Your multi-agent system processed a customer request. Agent A parsed intent. Agent B fetched data. Agent C analyzed options. Agent D recommended a path. Agent E executed. The customer got a wrong result.
Which agent failed? You open your APM dashboard. You see 50 agents processed messages. You see each agent's internal logs. But you cannot trace the causal chain from Agent A's initial parse to Agent E's final execution. The observability tool sees individual agents. It does not see the conversation that produced the decision.
This is the multi-agent observability gap. Traditional distributed tracing assumes predictable request lifecycles. Agent conversations are non-deterministic, recursive, and produce unbounded span trees.
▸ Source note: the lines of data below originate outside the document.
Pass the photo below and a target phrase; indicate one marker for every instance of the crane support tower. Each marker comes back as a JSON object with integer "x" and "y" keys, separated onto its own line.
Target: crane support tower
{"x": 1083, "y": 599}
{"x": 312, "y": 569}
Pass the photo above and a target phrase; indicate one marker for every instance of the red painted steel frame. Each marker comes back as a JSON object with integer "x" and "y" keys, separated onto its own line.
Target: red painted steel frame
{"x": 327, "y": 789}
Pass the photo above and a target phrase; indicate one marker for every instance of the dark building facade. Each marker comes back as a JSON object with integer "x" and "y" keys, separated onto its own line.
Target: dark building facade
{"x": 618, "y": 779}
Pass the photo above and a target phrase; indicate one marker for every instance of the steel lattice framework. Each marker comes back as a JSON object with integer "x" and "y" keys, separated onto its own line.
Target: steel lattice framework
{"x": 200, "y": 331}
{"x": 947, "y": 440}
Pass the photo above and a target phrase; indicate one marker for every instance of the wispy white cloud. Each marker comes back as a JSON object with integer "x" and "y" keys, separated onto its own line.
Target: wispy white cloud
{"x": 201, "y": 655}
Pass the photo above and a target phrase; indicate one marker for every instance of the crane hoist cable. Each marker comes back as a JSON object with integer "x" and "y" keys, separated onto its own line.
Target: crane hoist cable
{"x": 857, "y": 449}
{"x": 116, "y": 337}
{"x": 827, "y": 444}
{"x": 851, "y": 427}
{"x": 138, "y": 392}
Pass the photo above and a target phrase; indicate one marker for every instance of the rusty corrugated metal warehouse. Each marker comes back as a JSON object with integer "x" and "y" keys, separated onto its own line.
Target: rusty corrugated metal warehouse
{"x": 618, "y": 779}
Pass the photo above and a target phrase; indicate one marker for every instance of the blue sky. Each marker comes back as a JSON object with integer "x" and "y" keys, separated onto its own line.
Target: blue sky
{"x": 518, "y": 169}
MLflow's 2026 analysis ranked "message-bus visibility" as the #1 missing capability in multi-agent tracing tools.
Why APM Tools Fail on Multi-Agent Systems
Datadog, New Relic, and Jaeger instrument services. They trace HTTP requests through microservices. Each span has a parent. The tree is bounded. You can read it.
Agent messaging breaks every assumption:
# Why traditional distributed tracing fails on agent messaging
class TraditionalTrace:
"""Assumes: request enters, traverses services, returns. Bounded tree."""
def trace_microservice_call(self):
# Span tree: A -> B -> C -> response
# Depth: 3-5 hops typically
# Deterministic: same input = same path
# Bounded: tree ends when response returns
return {"readable": True, "bounded": True, "deterministic": True}
class AgentConversationTrace:
"""Reality: agents loop, branch, recurse, and the tree is unbounded."""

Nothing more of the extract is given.